Surveillance footage shows the man getting off a train at the station shortly after 2 a.m. Saturday while pushing a wheelchair with his belongings. At times, he appears to be unstable and is seen falling over.

About an hour later, the man is seen sleeping on the platform when Richardson approaches "in a violent manner," Scaduto said.

Richardson can be seen kicking the man’s wheelchair several times, causing the man to fall to the floor, and then kicking his property around the platform, prosecutors said.

The man, who never tried to defend himself, took an elevator at the station to a higher level, where Richardson was allegedly seen struggling with him again and shoving him onto an escalator.

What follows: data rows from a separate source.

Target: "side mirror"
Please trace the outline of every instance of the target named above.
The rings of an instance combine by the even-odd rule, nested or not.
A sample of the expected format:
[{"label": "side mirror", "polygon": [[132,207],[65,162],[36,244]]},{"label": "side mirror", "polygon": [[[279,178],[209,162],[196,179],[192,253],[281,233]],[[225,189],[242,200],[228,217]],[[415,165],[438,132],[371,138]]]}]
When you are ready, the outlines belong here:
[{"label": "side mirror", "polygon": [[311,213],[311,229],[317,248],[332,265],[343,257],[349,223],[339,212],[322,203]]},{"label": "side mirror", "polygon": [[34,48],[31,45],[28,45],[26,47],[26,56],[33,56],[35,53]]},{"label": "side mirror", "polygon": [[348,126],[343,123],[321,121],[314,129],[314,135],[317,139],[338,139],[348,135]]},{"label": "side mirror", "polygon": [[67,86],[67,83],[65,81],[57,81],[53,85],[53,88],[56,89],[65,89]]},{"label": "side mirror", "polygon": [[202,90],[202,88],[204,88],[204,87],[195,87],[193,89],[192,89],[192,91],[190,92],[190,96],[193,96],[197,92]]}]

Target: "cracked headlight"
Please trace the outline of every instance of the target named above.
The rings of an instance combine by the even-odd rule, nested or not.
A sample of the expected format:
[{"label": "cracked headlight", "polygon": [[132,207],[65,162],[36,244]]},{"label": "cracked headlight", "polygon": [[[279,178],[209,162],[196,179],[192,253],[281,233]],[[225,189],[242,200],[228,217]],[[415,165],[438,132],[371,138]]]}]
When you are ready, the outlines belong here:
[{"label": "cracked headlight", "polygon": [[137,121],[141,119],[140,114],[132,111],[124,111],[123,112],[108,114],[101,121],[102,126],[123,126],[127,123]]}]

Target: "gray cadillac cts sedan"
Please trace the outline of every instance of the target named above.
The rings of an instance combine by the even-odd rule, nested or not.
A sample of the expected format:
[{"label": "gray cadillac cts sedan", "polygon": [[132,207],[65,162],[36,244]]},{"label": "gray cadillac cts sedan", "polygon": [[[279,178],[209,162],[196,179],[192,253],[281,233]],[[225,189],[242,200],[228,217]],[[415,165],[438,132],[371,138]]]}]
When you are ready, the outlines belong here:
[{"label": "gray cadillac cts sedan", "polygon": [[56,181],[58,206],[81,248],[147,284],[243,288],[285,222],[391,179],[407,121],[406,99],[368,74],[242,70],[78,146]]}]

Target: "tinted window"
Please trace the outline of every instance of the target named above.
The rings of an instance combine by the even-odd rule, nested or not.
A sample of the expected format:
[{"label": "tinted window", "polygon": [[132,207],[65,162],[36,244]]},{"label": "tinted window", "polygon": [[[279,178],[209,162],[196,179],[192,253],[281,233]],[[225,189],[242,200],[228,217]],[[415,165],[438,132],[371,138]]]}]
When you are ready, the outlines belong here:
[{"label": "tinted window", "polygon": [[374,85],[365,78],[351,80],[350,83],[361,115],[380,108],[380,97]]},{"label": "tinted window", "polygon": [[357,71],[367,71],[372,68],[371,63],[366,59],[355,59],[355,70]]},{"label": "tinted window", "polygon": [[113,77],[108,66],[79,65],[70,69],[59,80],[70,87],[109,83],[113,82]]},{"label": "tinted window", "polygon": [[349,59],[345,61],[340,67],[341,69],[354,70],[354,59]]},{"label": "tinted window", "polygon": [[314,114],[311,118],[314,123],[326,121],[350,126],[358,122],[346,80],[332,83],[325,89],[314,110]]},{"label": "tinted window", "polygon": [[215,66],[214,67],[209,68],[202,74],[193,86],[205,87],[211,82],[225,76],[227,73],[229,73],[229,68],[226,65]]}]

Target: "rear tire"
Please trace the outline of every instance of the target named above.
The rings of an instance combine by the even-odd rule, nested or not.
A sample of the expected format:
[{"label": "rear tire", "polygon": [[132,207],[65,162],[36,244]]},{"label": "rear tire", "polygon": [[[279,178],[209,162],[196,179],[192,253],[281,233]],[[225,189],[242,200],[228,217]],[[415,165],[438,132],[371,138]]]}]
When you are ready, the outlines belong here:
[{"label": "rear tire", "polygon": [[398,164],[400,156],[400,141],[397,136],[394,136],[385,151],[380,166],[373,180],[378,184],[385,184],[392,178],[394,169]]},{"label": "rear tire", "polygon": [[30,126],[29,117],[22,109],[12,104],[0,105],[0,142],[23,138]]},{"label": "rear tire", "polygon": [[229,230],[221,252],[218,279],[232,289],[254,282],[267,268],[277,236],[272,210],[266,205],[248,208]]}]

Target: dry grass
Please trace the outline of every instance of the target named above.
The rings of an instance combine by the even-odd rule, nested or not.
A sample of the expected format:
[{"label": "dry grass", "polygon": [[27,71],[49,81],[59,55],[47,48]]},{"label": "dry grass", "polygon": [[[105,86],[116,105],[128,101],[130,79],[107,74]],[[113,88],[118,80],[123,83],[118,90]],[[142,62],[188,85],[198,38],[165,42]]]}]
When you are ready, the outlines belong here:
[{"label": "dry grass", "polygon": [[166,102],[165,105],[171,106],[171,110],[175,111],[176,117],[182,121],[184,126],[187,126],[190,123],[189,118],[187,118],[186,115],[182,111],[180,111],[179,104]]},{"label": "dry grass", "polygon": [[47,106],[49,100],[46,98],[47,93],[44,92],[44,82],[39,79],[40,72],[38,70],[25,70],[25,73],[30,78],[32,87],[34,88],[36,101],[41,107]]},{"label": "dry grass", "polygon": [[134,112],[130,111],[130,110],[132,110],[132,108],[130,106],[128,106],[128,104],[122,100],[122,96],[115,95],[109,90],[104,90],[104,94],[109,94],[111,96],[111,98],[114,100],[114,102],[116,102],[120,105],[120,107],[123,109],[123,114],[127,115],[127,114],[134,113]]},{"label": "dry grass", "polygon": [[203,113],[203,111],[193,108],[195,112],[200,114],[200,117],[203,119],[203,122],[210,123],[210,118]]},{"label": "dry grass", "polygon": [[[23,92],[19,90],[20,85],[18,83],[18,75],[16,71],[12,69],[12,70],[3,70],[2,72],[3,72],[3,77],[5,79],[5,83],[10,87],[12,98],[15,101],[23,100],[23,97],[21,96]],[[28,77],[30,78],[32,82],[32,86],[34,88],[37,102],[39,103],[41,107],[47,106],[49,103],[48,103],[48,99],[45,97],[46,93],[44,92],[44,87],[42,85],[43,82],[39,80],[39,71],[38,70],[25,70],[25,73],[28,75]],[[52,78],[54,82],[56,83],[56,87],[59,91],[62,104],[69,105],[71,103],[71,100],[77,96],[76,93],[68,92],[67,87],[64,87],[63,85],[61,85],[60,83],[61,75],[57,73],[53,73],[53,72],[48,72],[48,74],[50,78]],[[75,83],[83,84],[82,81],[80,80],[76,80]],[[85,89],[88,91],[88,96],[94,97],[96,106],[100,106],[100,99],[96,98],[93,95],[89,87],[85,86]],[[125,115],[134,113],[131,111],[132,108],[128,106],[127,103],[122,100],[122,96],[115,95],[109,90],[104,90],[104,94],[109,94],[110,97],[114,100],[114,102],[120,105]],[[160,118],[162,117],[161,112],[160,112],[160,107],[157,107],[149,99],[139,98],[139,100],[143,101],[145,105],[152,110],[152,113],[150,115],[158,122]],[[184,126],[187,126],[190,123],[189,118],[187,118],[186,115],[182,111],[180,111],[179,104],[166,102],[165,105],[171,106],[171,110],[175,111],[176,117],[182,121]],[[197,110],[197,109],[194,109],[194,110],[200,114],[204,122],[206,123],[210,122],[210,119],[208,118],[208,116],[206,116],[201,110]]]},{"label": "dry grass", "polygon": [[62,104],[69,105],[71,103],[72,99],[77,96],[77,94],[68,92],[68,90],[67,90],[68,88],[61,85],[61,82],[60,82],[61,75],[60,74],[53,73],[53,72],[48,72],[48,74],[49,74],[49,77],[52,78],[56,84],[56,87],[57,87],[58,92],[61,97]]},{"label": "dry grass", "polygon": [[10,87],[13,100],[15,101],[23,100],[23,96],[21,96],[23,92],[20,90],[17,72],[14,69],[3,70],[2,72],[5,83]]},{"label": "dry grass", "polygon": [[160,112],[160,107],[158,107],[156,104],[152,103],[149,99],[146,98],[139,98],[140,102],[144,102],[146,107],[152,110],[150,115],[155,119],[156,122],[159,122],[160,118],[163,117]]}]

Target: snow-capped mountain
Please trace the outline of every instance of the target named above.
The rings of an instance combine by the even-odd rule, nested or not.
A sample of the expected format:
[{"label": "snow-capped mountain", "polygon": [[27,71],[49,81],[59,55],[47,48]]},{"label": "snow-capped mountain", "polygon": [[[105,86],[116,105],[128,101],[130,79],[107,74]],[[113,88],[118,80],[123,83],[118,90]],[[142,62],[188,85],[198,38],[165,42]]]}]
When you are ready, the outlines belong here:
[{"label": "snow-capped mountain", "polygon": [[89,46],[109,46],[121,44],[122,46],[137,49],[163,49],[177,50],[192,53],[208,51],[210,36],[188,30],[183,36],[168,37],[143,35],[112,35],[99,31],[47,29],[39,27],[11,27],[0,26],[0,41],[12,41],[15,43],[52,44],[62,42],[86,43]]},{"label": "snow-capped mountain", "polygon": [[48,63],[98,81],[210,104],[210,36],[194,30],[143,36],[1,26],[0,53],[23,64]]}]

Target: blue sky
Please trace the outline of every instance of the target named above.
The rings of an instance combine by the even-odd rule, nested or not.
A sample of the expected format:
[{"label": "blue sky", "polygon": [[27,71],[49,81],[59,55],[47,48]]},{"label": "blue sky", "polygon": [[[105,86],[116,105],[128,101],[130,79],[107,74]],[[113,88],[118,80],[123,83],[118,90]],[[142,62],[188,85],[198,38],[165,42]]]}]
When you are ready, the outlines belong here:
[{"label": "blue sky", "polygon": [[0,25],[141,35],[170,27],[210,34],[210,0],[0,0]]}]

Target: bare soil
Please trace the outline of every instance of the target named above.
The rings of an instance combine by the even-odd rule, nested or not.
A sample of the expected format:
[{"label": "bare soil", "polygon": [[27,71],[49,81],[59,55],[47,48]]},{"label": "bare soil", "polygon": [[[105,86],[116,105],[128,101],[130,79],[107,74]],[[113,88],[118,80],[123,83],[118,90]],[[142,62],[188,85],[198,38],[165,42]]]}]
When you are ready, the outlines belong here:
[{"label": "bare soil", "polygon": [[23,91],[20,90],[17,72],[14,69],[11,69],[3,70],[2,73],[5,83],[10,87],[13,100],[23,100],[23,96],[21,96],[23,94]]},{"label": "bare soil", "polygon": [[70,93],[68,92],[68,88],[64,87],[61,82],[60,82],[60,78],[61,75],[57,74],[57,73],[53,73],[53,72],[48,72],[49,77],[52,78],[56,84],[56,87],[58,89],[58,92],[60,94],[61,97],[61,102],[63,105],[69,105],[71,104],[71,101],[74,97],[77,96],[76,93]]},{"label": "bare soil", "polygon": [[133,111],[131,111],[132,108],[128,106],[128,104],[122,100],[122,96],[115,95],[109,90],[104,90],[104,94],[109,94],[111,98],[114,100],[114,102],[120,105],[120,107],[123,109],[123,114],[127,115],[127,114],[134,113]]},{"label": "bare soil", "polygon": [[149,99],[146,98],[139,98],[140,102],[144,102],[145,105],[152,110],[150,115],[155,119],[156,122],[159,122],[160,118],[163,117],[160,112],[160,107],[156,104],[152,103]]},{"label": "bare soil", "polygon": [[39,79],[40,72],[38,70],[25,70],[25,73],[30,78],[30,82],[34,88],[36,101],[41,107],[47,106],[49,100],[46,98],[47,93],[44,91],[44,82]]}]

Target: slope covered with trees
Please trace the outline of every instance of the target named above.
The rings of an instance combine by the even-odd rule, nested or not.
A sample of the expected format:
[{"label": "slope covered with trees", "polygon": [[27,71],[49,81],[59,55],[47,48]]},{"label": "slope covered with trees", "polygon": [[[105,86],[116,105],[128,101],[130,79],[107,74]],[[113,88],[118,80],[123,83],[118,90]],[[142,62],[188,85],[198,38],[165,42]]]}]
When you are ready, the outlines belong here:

At one point, Richardson appeared to lose his balance while trying to pull the man by the hood of his coat, causing Richardson to become "even more visibly irate," Scaduto said. Richardson allegedly rushed at the man and pushed him over a railing, causing him to land on his back.

Richardson grabbed the man by his hood, pulled him to the top of a set of stairs and flipped the man feet-over-head down the stairs to a platform below, Scaduto said. Richardson returned several times to pour bottles of water on the man.

Richardson then propped the man up and punched him in the face repeatedly before again pushing him down a set of stairs, prosecutors said. 

"At that point the victim’s body [was] essentially motionless," Scaduto said.